Ele tirou a mão do bolso da jaqueta, esticando o bracinho para ganhar meu cumprimento. Contrariado, segurei seus dedos amornados e levantei o que restava do meu corpo estropiado, sentando e encostando minha falsa dignidade num relevo da parede glacial de madeira escura.
“O que você quer?”, perguntei, ríspido.
O rapaz começou a gesticular feito um dançarino de break. Eu não entendia patavina o que poderia significar aquela coreografia descomunal.
“Ei, cara, você consegue me ouvir?”, nova pergunta sem nexo e mais um turbilhão de gestos rápidos invadiram meu espaço visual.

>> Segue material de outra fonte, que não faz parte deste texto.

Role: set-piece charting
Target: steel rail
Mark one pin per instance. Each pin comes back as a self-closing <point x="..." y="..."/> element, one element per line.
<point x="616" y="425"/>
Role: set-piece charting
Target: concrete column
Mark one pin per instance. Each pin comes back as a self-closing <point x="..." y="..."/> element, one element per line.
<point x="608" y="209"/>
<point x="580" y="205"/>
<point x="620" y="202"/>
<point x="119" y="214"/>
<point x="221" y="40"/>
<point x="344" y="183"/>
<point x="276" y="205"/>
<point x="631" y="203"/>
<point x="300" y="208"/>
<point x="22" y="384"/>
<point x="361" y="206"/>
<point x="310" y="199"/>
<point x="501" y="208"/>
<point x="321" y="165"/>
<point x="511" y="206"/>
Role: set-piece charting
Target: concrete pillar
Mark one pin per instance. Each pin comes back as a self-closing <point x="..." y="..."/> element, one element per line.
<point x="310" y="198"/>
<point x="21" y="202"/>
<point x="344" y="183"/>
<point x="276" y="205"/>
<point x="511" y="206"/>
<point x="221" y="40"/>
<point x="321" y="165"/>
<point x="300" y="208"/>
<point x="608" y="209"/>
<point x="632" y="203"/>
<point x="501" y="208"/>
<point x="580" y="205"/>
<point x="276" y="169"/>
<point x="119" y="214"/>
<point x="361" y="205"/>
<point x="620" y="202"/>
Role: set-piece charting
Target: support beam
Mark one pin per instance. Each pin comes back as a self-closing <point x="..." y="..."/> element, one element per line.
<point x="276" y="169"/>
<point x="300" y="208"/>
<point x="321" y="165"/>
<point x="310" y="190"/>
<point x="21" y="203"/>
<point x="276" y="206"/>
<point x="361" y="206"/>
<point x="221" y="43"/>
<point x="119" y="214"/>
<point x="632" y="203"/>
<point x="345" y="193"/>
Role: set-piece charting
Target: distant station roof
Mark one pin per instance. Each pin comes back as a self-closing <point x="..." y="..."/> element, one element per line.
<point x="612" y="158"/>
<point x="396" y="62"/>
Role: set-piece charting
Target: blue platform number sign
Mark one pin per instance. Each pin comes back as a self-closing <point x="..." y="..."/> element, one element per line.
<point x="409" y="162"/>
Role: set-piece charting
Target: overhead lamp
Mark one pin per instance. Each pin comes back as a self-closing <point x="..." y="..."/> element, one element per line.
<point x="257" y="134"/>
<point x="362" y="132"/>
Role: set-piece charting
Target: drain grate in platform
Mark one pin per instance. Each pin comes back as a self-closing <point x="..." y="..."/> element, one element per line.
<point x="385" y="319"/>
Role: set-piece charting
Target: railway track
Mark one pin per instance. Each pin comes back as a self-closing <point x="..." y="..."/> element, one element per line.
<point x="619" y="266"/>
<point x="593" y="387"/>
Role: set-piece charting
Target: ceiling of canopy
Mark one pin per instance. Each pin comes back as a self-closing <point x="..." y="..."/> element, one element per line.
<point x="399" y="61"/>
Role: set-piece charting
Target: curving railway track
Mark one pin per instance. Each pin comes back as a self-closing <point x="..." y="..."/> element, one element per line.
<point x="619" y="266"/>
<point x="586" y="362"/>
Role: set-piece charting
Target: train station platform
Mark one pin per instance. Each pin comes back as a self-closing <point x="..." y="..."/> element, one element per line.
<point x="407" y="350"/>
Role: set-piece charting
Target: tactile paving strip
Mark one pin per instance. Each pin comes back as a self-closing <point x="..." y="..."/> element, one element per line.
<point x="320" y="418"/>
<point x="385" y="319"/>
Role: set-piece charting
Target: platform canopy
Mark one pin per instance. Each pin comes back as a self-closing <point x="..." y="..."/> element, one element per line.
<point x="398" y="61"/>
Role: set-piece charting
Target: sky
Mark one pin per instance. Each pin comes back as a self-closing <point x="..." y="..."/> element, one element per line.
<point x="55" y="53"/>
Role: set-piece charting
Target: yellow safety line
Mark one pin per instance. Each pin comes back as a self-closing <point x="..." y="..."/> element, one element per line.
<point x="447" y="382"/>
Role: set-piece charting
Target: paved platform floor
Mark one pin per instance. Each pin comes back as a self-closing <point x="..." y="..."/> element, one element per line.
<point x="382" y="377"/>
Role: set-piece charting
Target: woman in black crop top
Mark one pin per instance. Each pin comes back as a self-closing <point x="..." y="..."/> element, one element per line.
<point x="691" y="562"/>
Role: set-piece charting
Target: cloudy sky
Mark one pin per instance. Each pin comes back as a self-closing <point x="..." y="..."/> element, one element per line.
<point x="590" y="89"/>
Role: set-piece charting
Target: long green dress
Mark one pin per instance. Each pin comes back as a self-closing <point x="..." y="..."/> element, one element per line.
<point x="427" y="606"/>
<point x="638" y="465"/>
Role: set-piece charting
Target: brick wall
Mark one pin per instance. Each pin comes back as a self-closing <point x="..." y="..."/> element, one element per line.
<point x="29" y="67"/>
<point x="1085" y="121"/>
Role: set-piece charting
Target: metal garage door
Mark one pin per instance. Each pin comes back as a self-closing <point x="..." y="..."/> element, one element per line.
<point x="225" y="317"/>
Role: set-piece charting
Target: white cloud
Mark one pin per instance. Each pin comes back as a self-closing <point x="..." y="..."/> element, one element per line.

Abaixei a cabeça, segurando-a com as mãos oleosas e imundas, expressando involuntária irritação por não conseguir dialogar com aquele sujeito afetado.
O brancote tocou meu ombro, chamando minha atenção para um diminuto televisor último tipo que ele segurava em uma das mãos.
Dedilhando sobre a tela numa velocidade absurda, em segundos pude conferir a seguinte frase brilhante, em letras garrafais:
 
O meu nome é Ronan. Senti necessidade de me desculpar pelo infortúnio que nos envolveu hoje pela manhã. Você gostaria de vir até minha casa e sair desse lugar triste e frio?
 
“Ir para sua casa?”, ironizei, perdido.
Ronan observava minha boca. Tal ato me deixou desconfortável, como se ele pudesse traduzir meu hálito podre. Levou uma eternidade para eu me tocar que ele conseguia interpretar o movimento dos meus lábios rachados.
Um lampejo de sorriso iluminou seu rosto agora corado. O rapaz voltou a escrever na tela do que eu julgava erroneamente ser um desses trecos chineses de última piratação.
 
Sim, eu moro sozinho. Fique tranquilo, pois eu confio em você. Por favor, aceite meu convite. Em casa você vai poder tomar um bom banho, comer algo substancioso, vestir roupas limpas, descansar seu corpo e no dia seguinte poderá até vender suas latas de alumínio! (risos)
 
“Pelo menos o mudinho tem senso de humor”, refleti, aflito.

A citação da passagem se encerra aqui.